What has she been up to since “The Cosby Show” went off the air? A little this and a little that (including the Disney show she did as
a teen, “That’s So Raven”), but currently she seems to be distinguished mostly by her penchant for striking hairdos (such as the one she sports in the photo above -- that’s her
on the extreme right).
Her “role” on “The View” would appear to be a mystery. Such mysteries were not a characteristic of this pioneering talk show in its heyday, which
lasted a decade or more.
Whether you agreed or not with liberals Rosie O’Donnell and Joy Behar or rightie Elisabeth Hasselbeck, you knew where you stood with them. And you could rely on
them for headline-making fireworks -- not every day, of course, because that would come across as a contrivance.
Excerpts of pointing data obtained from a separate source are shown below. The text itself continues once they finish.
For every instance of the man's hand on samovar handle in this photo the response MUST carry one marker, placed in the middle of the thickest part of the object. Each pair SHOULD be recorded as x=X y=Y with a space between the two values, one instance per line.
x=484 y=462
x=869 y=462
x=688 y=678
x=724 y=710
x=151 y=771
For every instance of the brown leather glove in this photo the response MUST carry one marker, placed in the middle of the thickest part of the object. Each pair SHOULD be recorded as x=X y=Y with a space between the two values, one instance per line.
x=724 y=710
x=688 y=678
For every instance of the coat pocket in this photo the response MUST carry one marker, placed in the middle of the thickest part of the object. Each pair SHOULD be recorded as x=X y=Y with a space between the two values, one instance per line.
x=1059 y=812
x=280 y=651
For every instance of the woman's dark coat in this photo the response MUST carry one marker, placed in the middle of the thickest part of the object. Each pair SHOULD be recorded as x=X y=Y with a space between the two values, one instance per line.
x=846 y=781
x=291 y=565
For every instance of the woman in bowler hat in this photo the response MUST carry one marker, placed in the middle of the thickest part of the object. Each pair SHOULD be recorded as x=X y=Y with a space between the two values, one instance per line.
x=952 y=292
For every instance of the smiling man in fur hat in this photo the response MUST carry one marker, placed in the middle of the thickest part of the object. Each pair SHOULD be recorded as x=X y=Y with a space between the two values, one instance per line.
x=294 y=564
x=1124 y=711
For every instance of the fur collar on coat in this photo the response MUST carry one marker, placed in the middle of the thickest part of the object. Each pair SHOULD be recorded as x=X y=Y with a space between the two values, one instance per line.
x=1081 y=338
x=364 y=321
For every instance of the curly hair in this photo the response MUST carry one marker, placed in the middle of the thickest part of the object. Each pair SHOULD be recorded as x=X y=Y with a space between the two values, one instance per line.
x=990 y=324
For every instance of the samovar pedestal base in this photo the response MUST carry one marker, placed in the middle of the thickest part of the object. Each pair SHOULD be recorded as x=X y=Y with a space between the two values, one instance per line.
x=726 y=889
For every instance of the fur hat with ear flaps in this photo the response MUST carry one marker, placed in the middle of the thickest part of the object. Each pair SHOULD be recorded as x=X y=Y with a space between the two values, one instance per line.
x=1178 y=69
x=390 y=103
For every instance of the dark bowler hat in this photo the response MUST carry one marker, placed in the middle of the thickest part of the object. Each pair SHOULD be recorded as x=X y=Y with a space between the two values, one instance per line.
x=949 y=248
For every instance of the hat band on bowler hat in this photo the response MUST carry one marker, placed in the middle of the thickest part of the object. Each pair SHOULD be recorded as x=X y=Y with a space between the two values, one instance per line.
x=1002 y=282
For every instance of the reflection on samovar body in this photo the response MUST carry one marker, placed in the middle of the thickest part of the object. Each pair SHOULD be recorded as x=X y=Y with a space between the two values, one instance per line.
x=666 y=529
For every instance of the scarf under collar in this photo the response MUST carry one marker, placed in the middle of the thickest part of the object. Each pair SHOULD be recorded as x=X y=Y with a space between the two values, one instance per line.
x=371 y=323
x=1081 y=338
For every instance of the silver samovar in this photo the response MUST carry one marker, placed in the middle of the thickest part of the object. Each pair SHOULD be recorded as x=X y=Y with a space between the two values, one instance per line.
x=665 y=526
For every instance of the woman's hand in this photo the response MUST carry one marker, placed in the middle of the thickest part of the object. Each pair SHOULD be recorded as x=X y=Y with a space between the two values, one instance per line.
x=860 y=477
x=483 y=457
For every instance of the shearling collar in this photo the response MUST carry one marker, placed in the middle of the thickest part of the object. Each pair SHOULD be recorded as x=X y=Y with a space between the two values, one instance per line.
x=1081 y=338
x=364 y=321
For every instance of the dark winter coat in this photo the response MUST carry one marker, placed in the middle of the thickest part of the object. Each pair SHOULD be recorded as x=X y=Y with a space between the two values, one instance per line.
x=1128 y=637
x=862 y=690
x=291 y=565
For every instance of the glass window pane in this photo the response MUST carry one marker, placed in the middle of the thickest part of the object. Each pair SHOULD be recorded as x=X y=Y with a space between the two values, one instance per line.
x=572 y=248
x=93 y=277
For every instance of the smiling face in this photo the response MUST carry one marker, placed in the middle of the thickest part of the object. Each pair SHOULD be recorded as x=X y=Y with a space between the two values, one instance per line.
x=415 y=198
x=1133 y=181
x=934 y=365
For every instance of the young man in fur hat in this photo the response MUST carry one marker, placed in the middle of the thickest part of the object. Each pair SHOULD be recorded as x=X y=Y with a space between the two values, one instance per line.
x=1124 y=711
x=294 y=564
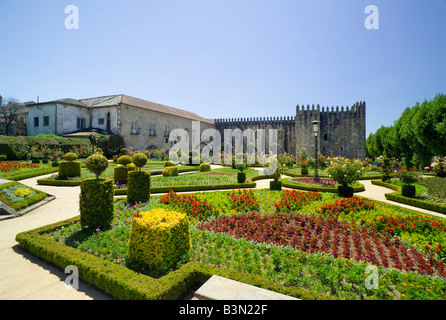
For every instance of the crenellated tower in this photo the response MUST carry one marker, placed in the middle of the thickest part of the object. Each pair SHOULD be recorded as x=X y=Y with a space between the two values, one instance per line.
x=342 y=130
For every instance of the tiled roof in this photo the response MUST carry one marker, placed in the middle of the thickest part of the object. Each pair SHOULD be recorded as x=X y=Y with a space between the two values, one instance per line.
x=115 y=100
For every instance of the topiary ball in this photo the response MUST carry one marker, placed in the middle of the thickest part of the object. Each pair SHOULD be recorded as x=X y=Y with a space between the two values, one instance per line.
x=124 y=160
x=70 y=156
x=96 y=163
x=139 y=160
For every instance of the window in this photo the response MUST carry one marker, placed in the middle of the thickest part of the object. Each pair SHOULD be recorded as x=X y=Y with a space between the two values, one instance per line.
x=80 y=123
x=134 y=127
x=46 y=121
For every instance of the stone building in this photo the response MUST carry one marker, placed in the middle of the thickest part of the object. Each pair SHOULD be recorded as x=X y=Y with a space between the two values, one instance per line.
x=141 y=123
x=342 y=131
x=144 y=124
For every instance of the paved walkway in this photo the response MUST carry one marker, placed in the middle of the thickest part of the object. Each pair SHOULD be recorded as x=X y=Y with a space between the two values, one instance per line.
x=25 y=277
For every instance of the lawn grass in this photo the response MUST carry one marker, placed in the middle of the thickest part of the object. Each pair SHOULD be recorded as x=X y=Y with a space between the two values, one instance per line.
x=285 y=265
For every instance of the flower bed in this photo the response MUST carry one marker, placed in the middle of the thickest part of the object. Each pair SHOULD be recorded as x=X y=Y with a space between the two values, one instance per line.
x=324 y=182
x=312 y=233
x=285 y=251
x=18 y=196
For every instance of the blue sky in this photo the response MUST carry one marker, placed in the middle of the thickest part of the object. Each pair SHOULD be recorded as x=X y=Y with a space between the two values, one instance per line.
x=228 y=58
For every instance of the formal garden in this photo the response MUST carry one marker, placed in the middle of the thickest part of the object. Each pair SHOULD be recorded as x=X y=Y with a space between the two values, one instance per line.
x=139 y=237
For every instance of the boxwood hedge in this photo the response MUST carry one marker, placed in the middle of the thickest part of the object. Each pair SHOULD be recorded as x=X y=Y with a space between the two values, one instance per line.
x=125 y=284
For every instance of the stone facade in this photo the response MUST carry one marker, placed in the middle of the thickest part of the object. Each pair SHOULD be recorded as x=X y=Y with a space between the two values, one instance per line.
x=141 y=123
x=144 y=124
x=342 y=131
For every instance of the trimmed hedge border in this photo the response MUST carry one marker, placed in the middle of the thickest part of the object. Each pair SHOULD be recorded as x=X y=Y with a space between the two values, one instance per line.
x=19 y=206
x=296 y=175
x=125 y=284
x=73 y=183
x=32 y=174
x=398 y=197
x=319 y=189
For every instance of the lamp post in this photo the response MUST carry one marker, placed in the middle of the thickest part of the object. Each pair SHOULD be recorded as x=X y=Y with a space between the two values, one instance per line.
x=93 y=139
x=316 y=131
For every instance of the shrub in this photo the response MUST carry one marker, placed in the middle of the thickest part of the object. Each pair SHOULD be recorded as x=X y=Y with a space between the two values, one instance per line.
x=22 y=192
x=96 y=203
x=68 y=169
x=70 y=156
x=241 y=177
x=138 y=186
x=439 y=167
x=275 y=185
x=9 y=197
x=170 y=172
x=120 y=174
x=96 y=164
x=124 y=160
x=205 y=167
x=169 y=164
x=131 y=167
x=345 y=171
x=159 y=238
x=139 y=159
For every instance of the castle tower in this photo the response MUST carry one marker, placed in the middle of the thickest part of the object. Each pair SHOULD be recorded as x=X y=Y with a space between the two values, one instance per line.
x=342 y=131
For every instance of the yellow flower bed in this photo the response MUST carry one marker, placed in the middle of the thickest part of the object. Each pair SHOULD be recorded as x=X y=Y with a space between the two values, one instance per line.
x=159 y=238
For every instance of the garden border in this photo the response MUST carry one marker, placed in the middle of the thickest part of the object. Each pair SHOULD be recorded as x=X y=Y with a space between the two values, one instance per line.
x=123 y=283
x=285 y=184
x=398 y=197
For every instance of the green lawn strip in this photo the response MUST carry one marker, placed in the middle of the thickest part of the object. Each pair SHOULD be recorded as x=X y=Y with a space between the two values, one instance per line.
x=124 y=283
x=18 y=203
x=273 y=268
x=289 y=183
x=397 y=197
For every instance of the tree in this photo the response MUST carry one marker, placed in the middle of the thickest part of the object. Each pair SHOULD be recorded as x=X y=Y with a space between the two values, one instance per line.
x=9 y=110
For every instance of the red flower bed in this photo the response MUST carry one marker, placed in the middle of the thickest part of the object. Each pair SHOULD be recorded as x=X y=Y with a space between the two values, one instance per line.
x=8 y=166
x=321 y=182
x=311 y=233
x=346 y=205
x=294 y=200
x=189 y=203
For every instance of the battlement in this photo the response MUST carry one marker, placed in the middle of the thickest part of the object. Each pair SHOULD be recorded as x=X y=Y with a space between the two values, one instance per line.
x=255 y=120
x=357 y=108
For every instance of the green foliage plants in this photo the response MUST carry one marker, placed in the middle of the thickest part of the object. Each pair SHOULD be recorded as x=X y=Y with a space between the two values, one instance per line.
x=120 y=174
x=96 y=164
x=70 y=156
x=169 y=164
x=408 y=190
x=68 y=169
x=139 y=159
x=205 y=167
x=159 y=238
x=18 y=196
x=124 y=160
x=96 y=203
x=170 y=172
x=275 y=185
x=345 y=191
x=138 y=187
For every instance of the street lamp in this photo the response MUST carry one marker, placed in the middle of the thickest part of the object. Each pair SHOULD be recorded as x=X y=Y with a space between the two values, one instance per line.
x=316 y=131
x=93 y=138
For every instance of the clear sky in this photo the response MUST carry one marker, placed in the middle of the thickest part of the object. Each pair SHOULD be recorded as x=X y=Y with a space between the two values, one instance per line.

When heated arguments did break out between these “View” co-hosts, you got
the impression the dustups were real and the opinions expressed -- however clumsily they came out -- came from the heart.
These days, however, no such drama appears to be emanating from
“The View,” at least not on-screen. Some are saying the malaise at “The View” is due to a more crowded field of competing, all-female talk shows on TV nowadays -- most notably
“The Talk” on CBS and “The Real,” which is syndicated. But two or three such shows do not really represent a “crowd,” do they?
As a journalist toiling
on the TV beat, I can offer at least one perspective on the difference between “The View” and “The Talk”: In the publicity arena, “The Talk” is winning this contest
hands down.
I can tell you that a day does not go by when I do not receive a timely recap in my e-mail inbox describing the topics the ladies of “The Talk” covered that day and
what they said about them.
I may never actually use this information in a column or blog post, although one never knows when such information will come in handy. But much more important
is this fact: As a result of this daily effort on the part of the “Talk” publicity team, their show enjoys a high profile in whatever portion of my brain is responsible for brand
recognition and familiarity, where the remembering of TV shows is concerned. Or to put it another way: I cannot ignore “The Talk” because they won’t let me. And that is the goal of
publicity and media relations, isn’t it?
This is not the case with “The View.” If this show’s publicists are producing any notifications or recaps about what transpired
(if anything) on “The View” on any given day, then I am not in receipt of them. And if they are not producing such material and shooting it out to the world’s TV-beat reporters and
bloggers, then they should do so, if only to remind journalists that “The View” is still around.
It would certainly help, of course, if the “View” recappers would
have something worthwhile to recap. For that, you need a team of co-hosts who are not afraid to voice their opinions, however controversial they might be.